Training on Multiple GPU with Transformers Library

Hello,

I have two GPUs and during training, I’m getting below exception.

/cuda/IndexKernel.cu:92: operator(): block: [98,0,0], thread: [64,0,0] Assertion `-sizes[i] <= index && index < sizes[i] && "index out of bounds"` failed.
/cuda/IndexKernel.cu:92: operator(): block: [98,0,0], thread: [65,0,0] Assertion `-sizes[i] <= index && index < sizes[i] && "index out of bounds"` failed.
/cuda/IndexKernel.cu:92: operator(): block: [98,0,0], thread: [66,0,0] Assertion `-sizes[i] <= index && index < sizes[i] && "index out of bounds"` failed.
/cuda/IndexKernel.cu:92: operator(): block: [98,0,0], thread: [67,0,0] Assertion `-sizes[i] <= index && index < sizes[i] && "index out of bounds"` failed.
/cuda/IndexKernel.cu:92: operator(): block: [98,0,0], thread: [68,0,0] Assertion `-sizes[i] <= index && index < sizes[i] && "index out of bounds"` failed.
/cuda/IndexKernel.cu:92: operator(): block: [98,0,0], thread: [69,0,0] Assertion `-sizes[i] <= index && index < sizes[i] && "index out of bounds"` failed.
/cuda/IndexKernel.cu:92: operator(): block: [98,0,0], thread: [70,0,0] Assertion `-sizes[i] <= index && index < sizes[i] && "index out of bounds"` failed.
/cuda/IndexKernel.cu:92: operator(): block: [98,0,0], thread: [71,0,0] Assertion `-sizes[i] <= index && index < sizes[i] && "index out of bounds"` failed.
/cuda/IndexKernel.cu:92: operator(): block: [98,0,0], thread: [72,0,0] Assertion `-sizes[i] <= index && index < sizes[i] && "index out of bounds"` failed.

trainer.train()
  File "/python3.12/site-packages/transformers/trainer.py", line 1539, in train
    return inner_training_loop(
           ^^^^^^^^^^^^^^^^^^^^

I’m using Trainer from Transformers Library.

model.is_parallelizable = True
model.model_parallel = True

Can someone please help me with this?

Thanks.

The error points to an indexing error which is most likely caused by an embedding receiving an input containing out-of-bounds values.

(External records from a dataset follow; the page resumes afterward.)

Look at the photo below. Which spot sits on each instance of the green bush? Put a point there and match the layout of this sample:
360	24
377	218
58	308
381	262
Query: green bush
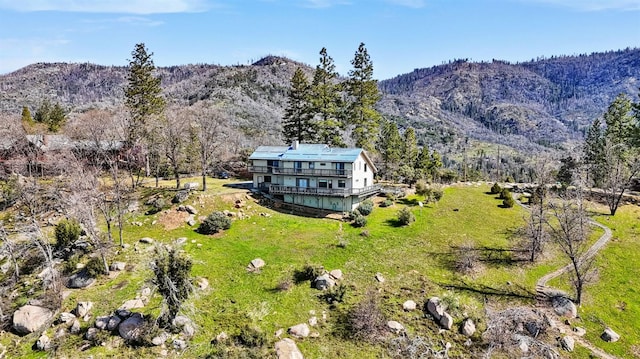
366	207
405	216
360	221
214	223
67	233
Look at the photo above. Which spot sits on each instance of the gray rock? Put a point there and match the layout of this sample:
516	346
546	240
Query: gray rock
579	331
43	343
468	327
160	339
31	318
75	327
299	331
609	335
395	327
567	343
563	306
118	266
323	282
409	305
66	317
435	308
446	321
113	323
102	322
81	279
287	349
336	274
131	328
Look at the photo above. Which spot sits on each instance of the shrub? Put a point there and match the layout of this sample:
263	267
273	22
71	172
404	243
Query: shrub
405	216
214	223
95	267
366	207
67	233
360	221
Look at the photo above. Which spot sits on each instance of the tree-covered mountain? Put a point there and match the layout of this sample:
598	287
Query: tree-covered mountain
533	106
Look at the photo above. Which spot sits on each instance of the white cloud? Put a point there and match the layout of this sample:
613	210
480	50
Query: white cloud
416	4
594	5
108	6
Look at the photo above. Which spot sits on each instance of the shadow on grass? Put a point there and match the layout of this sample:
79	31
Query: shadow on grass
514	291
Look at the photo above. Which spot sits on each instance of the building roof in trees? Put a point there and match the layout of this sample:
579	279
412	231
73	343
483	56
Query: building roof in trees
310	152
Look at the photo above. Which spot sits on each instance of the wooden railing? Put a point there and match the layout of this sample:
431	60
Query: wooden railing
344	192
318	172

Thanks for the reply @ptrblck.

How can I track and resolve this issue/

Thanks.

Rerun your code with blocking launches via CUDA_LAUNCH_BLOCKING=1 as described in your error message (which is missing here) and isolate the failing operation. Once done, check the inputs and the min/max values and make sure they are valid.